Bij de laatste keer dat astronauten voet op de maan zetten, in 1972, namen ze maankristallen mee. Amerikaanse wetenschappers onderzochten ze. Twee jaar geleden stelden ze vast dat de maan minstens 4,46 miljard jaar oud moet zijn, nog 40 miljoen jaar ouder dan eerst gedacht. Toch is die volgens de Bijbel maar zo’n 6.000 jaar.

Wie moeten we nu geloven: die wetenschappers of de Schepper? Een rechter vraagt altijd naar getuigen. Nu, God is Ooggetuige. En dat niet alleen, Hij is ook de Dader. Híj heeft de maan gemaakt, net als de zon en de sterren.

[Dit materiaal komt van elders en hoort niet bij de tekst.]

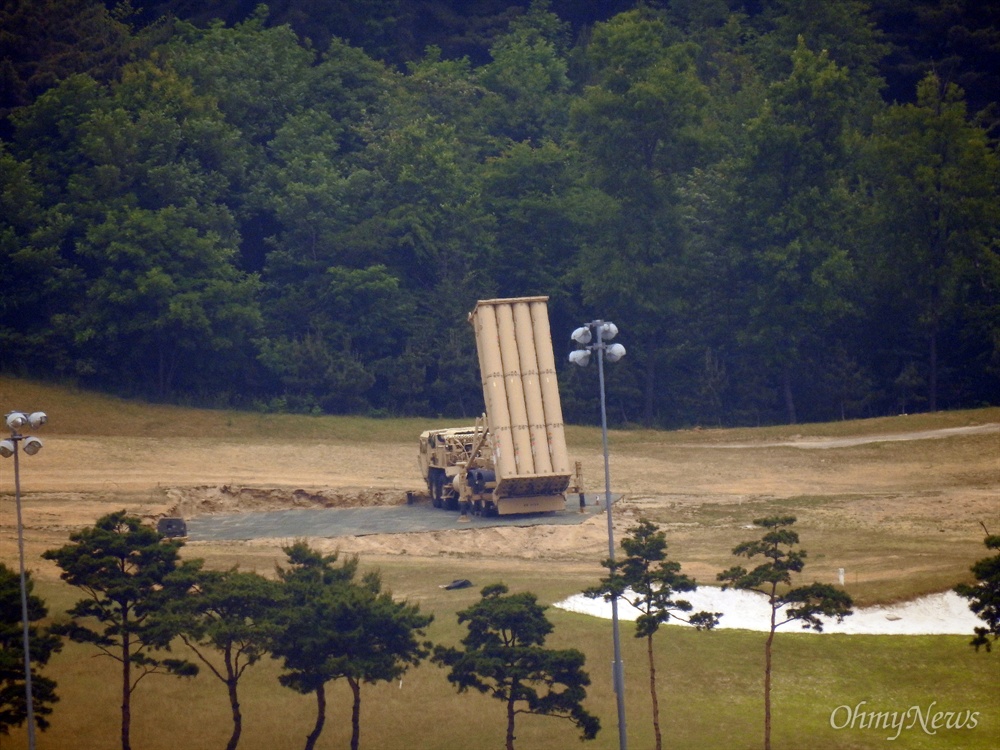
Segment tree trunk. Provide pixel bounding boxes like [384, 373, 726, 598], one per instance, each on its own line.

Hij heeft daarover gesproken, in het eerste hoofdstuk van de Bijbel. Dat deed Hij met heel simpele woorden, zodat iedereen het kan begrijpen. Het is de volkomen en eenvoudige waarheid. Door het geloof nemen we dit scheppingsverhaal aan als de volle waarheid. We buigen eerbiedig voor die almachtige God. Hij sprak – en het was er. Díe God wil onze Vader zijn. En door het sterven van de Heere Jezus is dat mogelijk geworden voor elk mens die in Hem gelooft.